J’ai une bouffée d’espoir.

— Où sont-ils ?

— Aux mains des Ossoboukos… s’ils y sont encore !

Mon espoir retombe.

— Expliquez.

— Des Noirs avec lesquels je suis en bons termes les ont livrés clandestinement à ces féroces guerriers en leur disant que vos hommes étaient les conseillers de Bavitavokavu, leur plus farouche ennemi.

La garce ! C’en est fini de mes chers amis. Deux existences exemplaires, deux carrières dignes des loges, qui sont venues bêtement s’achever au cœur de la brousse congolaise !

J’en ai la gorge qui se noue, le cœur qui se met en circuit fermé, la pression artérielle qui s’affaisse.

— Nous allons y revenir dans un instant, affirmé-je, auparavant, comme disent les Chinois, je voudrais l’histoire du diam, considérée avec votre optique à vous.
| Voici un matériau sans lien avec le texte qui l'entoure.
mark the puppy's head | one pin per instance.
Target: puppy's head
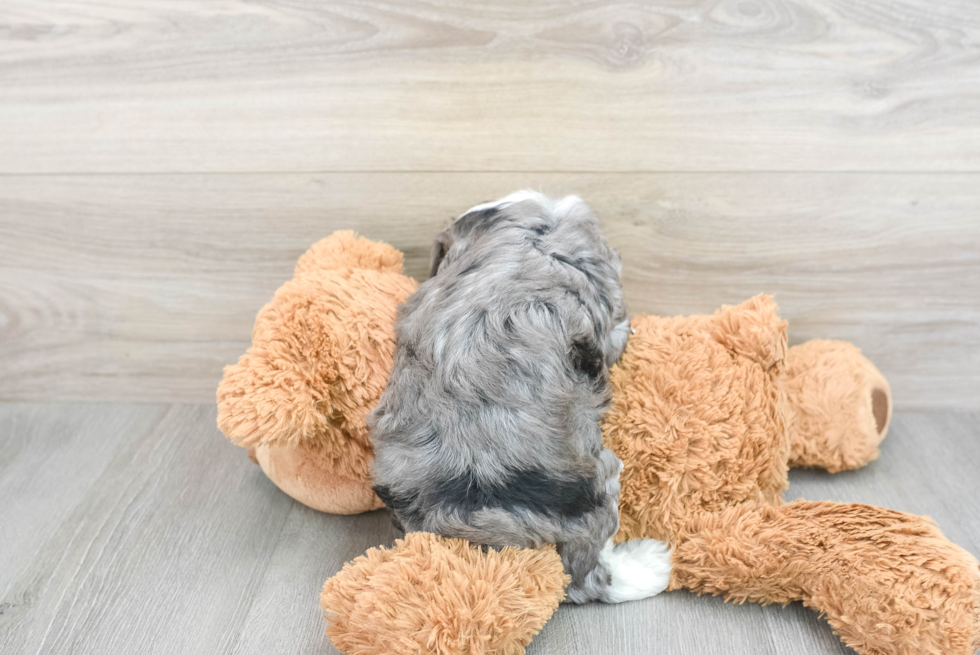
(480, 218)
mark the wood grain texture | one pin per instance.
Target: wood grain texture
(142, 287)
(138, 529)
(263, 85)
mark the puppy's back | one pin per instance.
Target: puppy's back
(500, 374)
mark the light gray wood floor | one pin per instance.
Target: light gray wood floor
(128, 528)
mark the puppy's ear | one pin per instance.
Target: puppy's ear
(440, 247)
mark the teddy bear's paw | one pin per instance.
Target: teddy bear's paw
(639, 568)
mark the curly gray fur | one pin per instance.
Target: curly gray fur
(488, 429)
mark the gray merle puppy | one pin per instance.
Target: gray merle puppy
(488, 429)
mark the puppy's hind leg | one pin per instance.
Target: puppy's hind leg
(616, 342)
(612, 573)
(639, 568)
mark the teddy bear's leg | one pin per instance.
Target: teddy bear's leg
(839, 406)
(889, 583)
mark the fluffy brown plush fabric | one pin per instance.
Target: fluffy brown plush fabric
(827, 384)
(428, 594)
(708, 413)
(697, 418)
(889, 583)
(320, 357)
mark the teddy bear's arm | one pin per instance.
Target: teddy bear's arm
(889, 583)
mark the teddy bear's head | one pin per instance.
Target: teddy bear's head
(320, 357)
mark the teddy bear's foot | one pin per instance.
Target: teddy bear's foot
(429, 594)
(306, 474)
(839, 405)
(889, 583)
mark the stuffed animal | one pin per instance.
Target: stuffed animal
(708, 414)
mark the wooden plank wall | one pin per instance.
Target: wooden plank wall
(163, 165)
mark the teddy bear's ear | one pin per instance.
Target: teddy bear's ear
(345, 250)
(752, 329)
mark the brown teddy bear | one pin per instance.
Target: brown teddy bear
(708, 414)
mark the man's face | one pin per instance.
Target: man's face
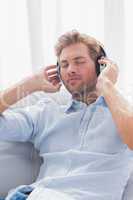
(77, 69)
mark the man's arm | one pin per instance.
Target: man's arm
(45, 80)
(121, 110)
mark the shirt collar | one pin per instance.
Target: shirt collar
(77, 105)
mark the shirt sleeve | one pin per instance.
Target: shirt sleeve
(21, 124)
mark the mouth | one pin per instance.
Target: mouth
(73, 79)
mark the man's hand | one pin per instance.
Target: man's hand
(108, 76)
(47, 79)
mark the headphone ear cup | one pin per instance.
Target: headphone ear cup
(58, 70)
(100, 67)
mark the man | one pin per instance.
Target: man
(85, 143)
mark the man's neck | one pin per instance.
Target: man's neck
(87, 98)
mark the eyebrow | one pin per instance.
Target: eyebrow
(75, 59)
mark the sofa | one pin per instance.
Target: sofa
(20, 162)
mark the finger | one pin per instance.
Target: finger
(55, 82)
(51, 72)
(50, 67)
(53, 77)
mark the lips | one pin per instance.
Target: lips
(73, 79)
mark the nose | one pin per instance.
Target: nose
(72, 69)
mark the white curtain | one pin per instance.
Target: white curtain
(15, 57)
(30, 28)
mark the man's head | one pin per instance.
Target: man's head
(77, 56)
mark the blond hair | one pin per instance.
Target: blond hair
(73, 37)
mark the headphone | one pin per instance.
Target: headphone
(99, 67)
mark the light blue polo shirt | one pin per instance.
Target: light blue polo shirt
(83, 154)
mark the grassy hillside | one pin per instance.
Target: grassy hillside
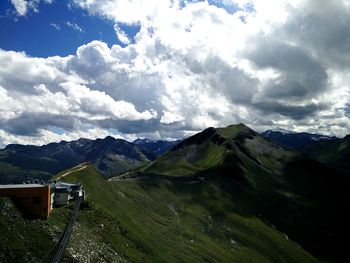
(302, 197)
(335, 154)
(223, 195)
(160, 220)
(157, 220)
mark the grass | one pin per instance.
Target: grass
(160, 220)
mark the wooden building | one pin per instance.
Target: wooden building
(31, 199)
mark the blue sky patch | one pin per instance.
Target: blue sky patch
(56, 29)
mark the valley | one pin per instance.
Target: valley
(222, 195)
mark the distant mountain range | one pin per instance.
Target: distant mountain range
(223, 195)
(298, 194)
(110, 156)
(297, 141)
(158, 147)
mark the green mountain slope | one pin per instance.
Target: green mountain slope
(162, 220)
(335, 154)
(223, 195)
(302, 197)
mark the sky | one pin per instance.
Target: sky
(166, 69)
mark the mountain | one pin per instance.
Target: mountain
(297, 141)
(278, 185)
(110, 156)
(222, 195)
(149, 220)
(158, 147)
(335, 154)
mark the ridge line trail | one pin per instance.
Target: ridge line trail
(82, 166)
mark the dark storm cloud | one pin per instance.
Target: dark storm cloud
(294, 112)
(300, 75)
(323, 28)
(28, 124)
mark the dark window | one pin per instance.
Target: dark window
(36, 199)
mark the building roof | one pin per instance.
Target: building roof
(14, 186)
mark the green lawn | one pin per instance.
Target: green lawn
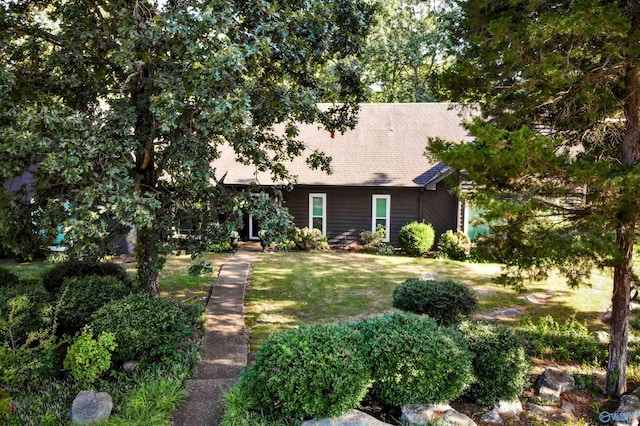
(291, 289)
(175, 281)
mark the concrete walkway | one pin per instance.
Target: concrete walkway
(224, 346)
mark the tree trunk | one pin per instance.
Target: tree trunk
(148, 261)
(616, 381)
(147, 258)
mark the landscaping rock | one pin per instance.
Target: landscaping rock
(537, 410)
(568, 408)
(422, 414)
(509, 408)
(492, 417)
(441, 414)
(454, 418)
(552, 382)
(350, 418)
(90, 408)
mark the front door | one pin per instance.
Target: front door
(254, 227)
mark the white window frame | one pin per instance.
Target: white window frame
(313, 195)
(387, 218)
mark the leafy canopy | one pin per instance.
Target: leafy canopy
(120, 109)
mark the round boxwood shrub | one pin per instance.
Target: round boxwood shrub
(454, 245)
(8, 278)
(147, 329)
(53, 279)
(24, 309)
(500, 363)
(414, 360)
(80, 297)
(416, 238)
(445, 301)
(314, 371)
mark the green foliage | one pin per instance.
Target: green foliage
(286, 245)
(30, 363)
(200, 268)
(568, 341)
(56, 276)
(24, 310)
(313, 371)
(183, 80)
(147, 329)
(20, 237)
(444, 301)
(46, 404)
(500, 363)
(416, 239)
(455, 246)
(414, 360)
(89, 358)
(309, 239)
(8, 278)
(221, 246)
(372, 240)
(386, 250)
(566, 198)
(406, 52)
(81, 296)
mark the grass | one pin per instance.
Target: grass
(291, 289)
(147, 397)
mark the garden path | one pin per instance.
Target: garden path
(224, 346)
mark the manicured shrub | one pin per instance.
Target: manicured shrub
(53, 279)
(416, 239)
(372, 240)
(8, 278)
(313, 371)
(568, 341)
(30, 363)
(24, 309)
(414, 360)
(90, 358)
(80, 297)
(147, 329)
(308, 239)
(454, 245)
(444, 301)
(500, 363)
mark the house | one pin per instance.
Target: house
(380, 173)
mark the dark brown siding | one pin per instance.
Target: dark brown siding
(349, 209)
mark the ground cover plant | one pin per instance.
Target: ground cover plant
(445, 301)
(288, 290)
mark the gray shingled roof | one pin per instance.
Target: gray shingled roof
(386, 148)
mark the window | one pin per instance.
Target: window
(318, 212)
(381, 213)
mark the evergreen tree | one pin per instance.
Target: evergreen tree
(555, 160)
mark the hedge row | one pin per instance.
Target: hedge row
(324, 370)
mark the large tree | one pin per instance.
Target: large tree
(406, 51)
(119, 108)
(555, 161)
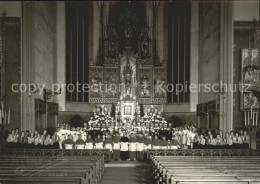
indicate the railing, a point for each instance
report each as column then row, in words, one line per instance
column 57, row 152
column 151, row 152
column 203, row 152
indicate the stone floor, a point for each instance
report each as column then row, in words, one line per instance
column 127, row 173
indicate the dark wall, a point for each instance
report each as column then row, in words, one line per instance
column 12, row 69
column 242, row 39
column 209, row 47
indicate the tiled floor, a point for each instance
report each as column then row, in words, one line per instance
column 127, row 173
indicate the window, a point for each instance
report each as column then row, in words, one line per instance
column 179, row 50
column 77, row 63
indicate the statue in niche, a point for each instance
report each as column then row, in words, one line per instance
column 128, row 80
column 111, row 43
column 144, row 43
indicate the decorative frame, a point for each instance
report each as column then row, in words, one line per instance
column 250, row 78
column 127, row 110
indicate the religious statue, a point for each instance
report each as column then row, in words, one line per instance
column 128, row 80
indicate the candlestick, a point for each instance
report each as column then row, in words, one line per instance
column 251, row 112
column 248, row 117
column 256, row 118
column 9, row 116
column 2, row 110
column 5, row 118
column 245, row 118
column 253, row 118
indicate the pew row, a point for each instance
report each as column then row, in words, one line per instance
column 80, row 170
column 215, row 170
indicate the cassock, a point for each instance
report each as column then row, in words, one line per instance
column 124, row 153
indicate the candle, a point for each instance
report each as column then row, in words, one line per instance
column 245, row 118
column 2, row 110
column 256, row 118
column 5, row 117
column 251, row 112
column 9, row 116
column 253, row 118
column 248, row 118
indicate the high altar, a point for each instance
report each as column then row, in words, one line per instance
column 127, row 72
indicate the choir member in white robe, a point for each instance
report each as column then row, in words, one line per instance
column 98, row 142
column 124, row 151
column 80, row 143
column 89, row 143
column 116, row 147
column 68, row 143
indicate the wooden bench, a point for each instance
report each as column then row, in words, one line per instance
column 206, row 170
column 87, row 170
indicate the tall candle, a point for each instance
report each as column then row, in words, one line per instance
column 0, row 117
column 245, row 117
column 2, row 110
column 256, row 118
column 5, row 117
column 253, row 118
column 251, row 112
column 9, row 116
column 248, row 121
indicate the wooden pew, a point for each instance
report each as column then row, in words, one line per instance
column 206, row 170
column 87, row 170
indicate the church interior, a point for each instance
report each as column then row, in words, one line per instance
column 121, row 90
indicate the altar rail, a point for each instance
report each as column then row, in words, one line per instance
column 57, row 152
column 203, row 152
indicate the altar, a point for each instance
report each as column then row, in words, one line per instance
column 128, row 75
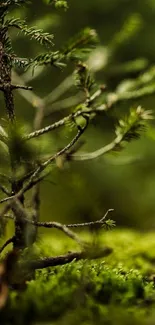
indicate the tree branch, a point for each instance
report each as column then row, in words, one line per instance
column 64, row 259
column 9, row 241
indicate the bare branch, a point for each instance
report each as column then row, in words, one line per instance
column 9, row 241
column 22, row 215
column 64, row 259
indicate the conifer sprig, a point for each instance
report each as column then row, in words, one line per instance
column 33, row 33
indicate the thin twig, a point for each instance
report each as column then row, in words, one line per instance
column 22, row 215
column 100, row 152
column 9, row 241
column 63, row 121
column 64, row 259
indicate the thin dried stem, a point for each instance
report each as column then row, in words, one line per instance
column 64, row 259
column 9, row 241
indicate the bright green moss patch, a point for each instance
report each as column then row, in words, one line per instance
column 116, row 290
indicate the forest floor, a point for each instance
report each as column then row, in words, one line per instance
column 116, row 290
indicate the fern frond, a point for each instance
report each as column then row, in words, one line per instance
column 59, row 3
column 35, row 34
column 83, row 78
column 52, row 58
column 82, row 42
column 131, row 127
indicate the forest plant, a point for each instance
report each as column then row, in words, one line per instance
column 26, row 170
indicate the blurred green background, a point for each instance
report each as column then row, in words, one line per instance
column 124, row 181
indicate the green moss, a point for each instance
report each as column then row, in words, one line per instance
column 116, row 290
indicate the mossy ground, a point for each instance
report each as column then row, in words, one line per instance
column 119, row 289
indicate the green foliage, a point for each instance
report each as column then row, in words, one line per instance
column 34, row 34
column 84, row 292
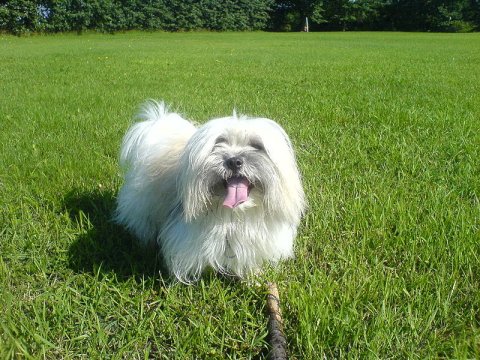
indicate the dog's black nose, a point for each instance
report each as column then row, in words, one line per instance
column 234, row 163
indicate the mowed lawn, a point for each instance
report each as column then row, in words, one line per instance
column 386, row 128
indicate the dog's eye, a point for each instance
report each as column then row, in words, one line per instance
column 257, row 144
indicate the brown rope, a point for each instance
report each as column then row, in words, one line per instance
column 276, row 338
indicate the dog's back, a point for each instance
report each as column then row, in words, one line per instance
column 149, row 156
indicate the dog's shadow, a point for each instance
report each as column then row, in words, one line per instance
column 103, row 246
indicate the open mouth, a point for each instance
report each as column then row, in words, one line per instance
column 237, row 191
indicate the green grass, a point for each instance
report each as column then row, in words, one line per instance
column 387, row 132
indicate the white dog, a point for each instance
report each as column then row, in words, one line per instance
column 226, row 194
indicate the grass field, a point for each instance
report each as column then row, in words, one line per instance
column 386, row 128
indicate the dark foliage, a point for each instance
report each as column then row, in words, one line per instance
column 23, row 16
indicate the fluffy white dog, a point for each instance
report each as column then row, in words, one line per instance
column 226, row 194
À quoi bon vous enfermer dans un mutisme ridicule ? En parlant, vous pouvez me permettre au contraire d’aplanir certaines difficultés. Vous êtes épouse de diplomate, un scandale n’arrangerait personne.

Elle réfléchit. Je crois qu’elle va me donner un ticket d’accès pour les bains turcs, mais vous savez comment sont les bonnes femmes ? Quand elles mettent leur clignotant à gauche, elles tournent à droite.

— Pourquoi pas ? fait-elle. D’accord, commissaire, je vais tout vous dire…

« Vous n’auriez pas une cigarette ?

Je lui file une cousue, la lui allume, et attends. Ça vient vite.

— Voici deux ans, j’ai fait la connaissance d’un fonctionnaire de l’ambassade américaine et je suis devenue sa maîtresse.

— Un attaché d’embrassade, ricané-je. Était-ce James Hadley ?

— Oui.

— Touchant : l’idylle Occident-Orient. Les Capulet et les Montaigu, quoi.

— Nous voulions faire notre vie ensemble en Amérique du Sud. Le rêve de James, c’était de faire de l’élevage au Brésil…

Elle a une sorte de sanglot larvé qu’elle réprime et surmonte.

— Seulement nous étions pauvres et nous voulions de l’argent pour vivre notre amour.

— Alors lorsqu’Estella Van Danléwal vous a raconté comment son bonhomme à elle avait solutionné le même problème, vous avez eu l’idée de voler ce fameux diamant clandestin. L’idéal, c’est que son possesseur ne pouvait pas alerter les autorités, non ?

— Vous savez en effet beaucoup de choses, apprécie Maria en expulsant de ses éponges un goulanche de fumaga.

— Vous êtes venus au Congo, James et vous, riches des explications fournies par Estella, laquelle, soit dit entre nous et l’armoire à glace, m’a l’air d’être une superbe tête de linotte, vous avez fini par mettre la main sur le caillou ?

— Oui, James y est parvenu en faisant pression sur la mère de Brasseton lors d’un voyage que ce dernier fit à Léopoldville.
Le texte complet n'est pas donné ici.